# Fixing Nina's Groom



## RuthMill (Jun 30, 2012)

Okay so as you know, I was very unhappy with my girls most recent groom - Nina's was worse than Lola's. 

So I decided today that I was going to tackle Nina's legs, having already fixed her face and muzzle as best I could with what they groomer left, I decided to give the fringes a go. I have left it a few weeks as I wanted the hair on the front of her legs to grow out a bit (had been shaved down, with lomg fringey bits at the backs ). The groomer also made a hash of her feet and they were all choppy looking. There are still harsh lines, unable to blend some of it but hopefully it will soften as it grows. 

So I'm no expert and do not possess grooming equipment except for combs, brushes and a few pairs of scissors. So excuse the minor imperfections, but overall I am happy with how she looks. Can't wait for the legs to thicken up another bit though. The fringes were 3 inches long with some matts forming in the thickest part at the top of her front legs. 

She was a darling.. I have to say she is a really good girl. She fell asleep  it took me about 45 minutes to do the cut. 

Before - note the fringey bits



After


----------



## Grove (Oct 17, 2012)

Very good job. Her colour is beautiful too!


----------



## Nanci (Mar 1, 2012)

She's a doll!!! You did a great job!


----------



## RuthMill (Jun 30, 2012)

Thanks guys. She is such a great girl. She made it very easy.


----------



## Marzi (Sep 17, 2012)

She looks so much better 
Did you do it all with scissors?
I hope you sacked the groomer, don't send the girls there again.


----------



## Mazzapoo (Jul 28, 2013)

You did that with scissors? Brilliant job, I don't think I'd be any good at it (it'd be the old 'cutting a bit off the wobbly table leg' scenario which would lead to a bald dog ) seriously, well done!


----------



## RuthMill (Jun 30, 2012)

Marzi said:


> She looks so much better
> Did you do it all with scissors?
> I hope you sacked the groomer, don't send the girls there again.


Thanks Marzi, I can't get over how much they thinned her coat out too 

Definitely sacked!!

Yep used combo of normal styling scissors and thinning scissors, still some choppy looking bits but I have to just wait for it all to fill out again then I can soften it all. Nina's coat is so soft and straight but it is thick and she gets felt matting, no idea why the groomer left her with long thick bits where matts occur then shave down all the areas where no matts form. Just very odd!

Lola's my next project. Though I won't be able to do that without a grooming table - so off to shop online  I will be doing this myself from now on!


----------



## RuthMill (Jun 30, 2012)

Mazzapoo said:


> You did that with scissors? Brilliant job, I don't think I'd be any good at it (it'd be the old 'cutting a bit off the wobbly table leg' scenario which would lead to a bald dog ) seriously, well done!

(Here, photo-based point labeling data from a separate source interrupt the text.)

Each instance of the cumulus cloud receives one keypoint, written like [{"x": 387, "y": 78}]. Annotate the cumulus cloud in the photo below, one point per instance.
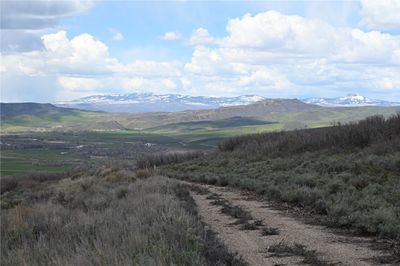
[
  {"x": 172, "y": 36},
  {"x": 83, "y": 65},
  {"x": 271, "y": 52},
  {"x": 382, "y": 14},
  {"x": 200, "y": 36},
  {"x": 116, "y": 35},
  {"x": 23, "y": 22}
]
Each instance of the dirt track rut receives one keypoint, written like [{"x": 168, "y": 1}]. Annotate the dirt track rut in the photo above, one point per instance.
[{"x": 255, "y": 249}]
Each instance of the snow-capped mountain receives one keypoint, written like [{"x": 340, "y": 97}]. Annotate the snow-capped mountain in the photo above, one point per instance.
[
  {"x": 349, "y": 100},
  {"x": 149, "y": 102}
]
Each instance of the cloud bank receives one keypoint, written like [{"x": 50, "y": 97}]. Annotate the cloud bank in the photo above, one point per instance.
[{"x": 269, "y": 53}]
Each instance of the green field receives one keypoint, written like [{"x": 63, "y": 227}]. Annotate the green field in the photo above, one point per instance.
[{"x": 17, "y": 162}]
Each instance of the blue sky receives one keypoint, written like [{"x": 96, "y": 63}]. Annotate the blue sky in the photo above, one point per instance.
[{"x": 56, "y": 51}]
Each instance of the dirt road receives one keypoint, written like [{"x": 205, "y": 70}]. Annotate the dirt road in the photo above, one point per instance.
[{"x": 279, "y": 238}]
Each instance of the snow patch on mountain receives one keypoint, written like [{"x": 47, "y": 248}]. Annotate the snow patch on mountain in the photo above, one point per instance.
[{"x": 350, "y": 100}]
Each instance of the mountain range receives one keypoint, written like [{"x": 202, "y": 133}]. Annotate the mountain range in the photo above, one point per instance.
[
  {"x": 276, "y": 114},
  {"x": 149, "y": 102},
  {"x": 350, "y": 100}
]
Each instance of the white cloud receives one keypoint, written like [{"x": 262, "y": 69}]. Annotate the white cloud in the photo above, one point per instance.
[
  {"x": 23, "y": 22},
  {"x": 83, "y": 65},
  {"x": 382, "y": 14},
  {"x": 78, "y": 83},
  {"x": 172, "y": 36},
  {"x": 200, "y": 36},
  {"x": 268, "y": 53},
  {"x": 271, "y": 52},
  {"x": 116, "y": 35}
]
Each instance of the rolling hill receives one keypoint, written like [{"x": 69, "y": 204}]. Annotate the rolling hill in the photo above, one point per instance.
[{"x": 271, "y": 114}]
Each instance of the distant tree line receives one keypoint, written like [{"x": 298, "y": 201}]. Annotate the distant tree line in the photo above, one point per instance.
[{"x": 157, "y": 159}]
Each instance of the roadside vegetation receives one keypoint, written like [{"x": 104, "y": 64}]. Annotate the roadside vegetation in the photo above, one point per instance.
[
  {"x": 105, "y": 217},
  {"x": 347, "y": 175}
]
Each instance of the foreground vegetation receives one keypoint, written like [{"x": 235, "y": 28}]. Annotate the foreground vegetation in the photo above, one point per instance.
[
  {"x": 346, "y": 175},
  {"x": 108, "y": 217}
]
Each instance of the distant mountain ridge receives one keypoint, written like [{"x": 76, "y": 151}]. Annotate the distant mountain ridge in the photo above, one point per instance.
[
  {"x": 274, "y": 113},
  {"x": 149, "y": 102},
  {"x": 350, "y": 100}
]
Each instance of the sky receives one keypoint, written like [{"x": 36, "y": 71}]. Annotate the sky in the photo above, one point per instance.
[{"x": 62, "y": 50}]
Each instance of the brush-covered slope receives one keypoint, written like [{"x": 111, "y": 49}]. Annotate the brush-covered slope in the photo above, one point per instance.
[{"x": 346, "y": 175}]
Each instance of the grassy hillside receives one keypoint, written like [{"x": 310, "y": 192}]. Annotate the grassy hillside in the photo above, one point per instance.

Yep normal straight scissors and thinning scissors. She was amazing. She is used to me doing her face but she was so good just standing for me, until she got tired and had a wee rest, but I just worked round her


----------



## Peanut (Dec 1, 2013)

You are welcome to come to London to fix peanut!!!!
Amazing job


----------



## RuthMill (Jun 30, 2012)

Do you think her legs look like pipe cleaners though?


----------



## RuthMill (Jun 30, 2012)

She's shattered now... Long legged girl, like her sis Lola.


----------



## Marzi (Sep 17, 2012)

Certainly not pipe cleaner legs... gorgeous girl.


----------



## RuthMill (Jun 30, 2012)

Marzi said:


> Certainly not pipe cleaner legs... gorgeous girl.


Can't believe how lucky I am to have such good girls


----------



## emjon123 (Apr 9, 2013)

If I could 'fix' Bailey's coat to look like that I would be delighted.

Great job!


----------



## dmgalley (Aug 19, 2012)

Excellent job Ruth! That's a lot of work with scissors. Definitely nit pipe cleaner legs. Love her apricot ears.


----------



## Lindor (Feb 3, 2014)

She looks fantastic! Great job.


----------



## RuthMill (Jun 30, 2012)

You're all far too kind!!


----------



## 2ndhandgal (Aug 29, 2011)

That is fantastic 

What on earth was the groomer thinking to leave long fringey bits like that 

She looks great now - I always find legs the hardest bits to sort out


----------



## Tinman (Apr 23, 2013)

She looks great Ruth, with a bit of a "darcy" fringe going on!
And looking a bit willowish on that table! 
Done a great job & think of the money you will save, my 2 are just about due a fringe trim...
I might give it a go


----------



## RuthMill (Jun 30, 2012)

Tinman said:


> She looks great Ruth, with a bit of a "darcy" fringe going on!
> And looking a bit willowish on that table!
> Done a great job & think of the money you will save, my 2 are just about due a fringe trim...
> I might give it a go


Do it! The face is the easiest!!


----------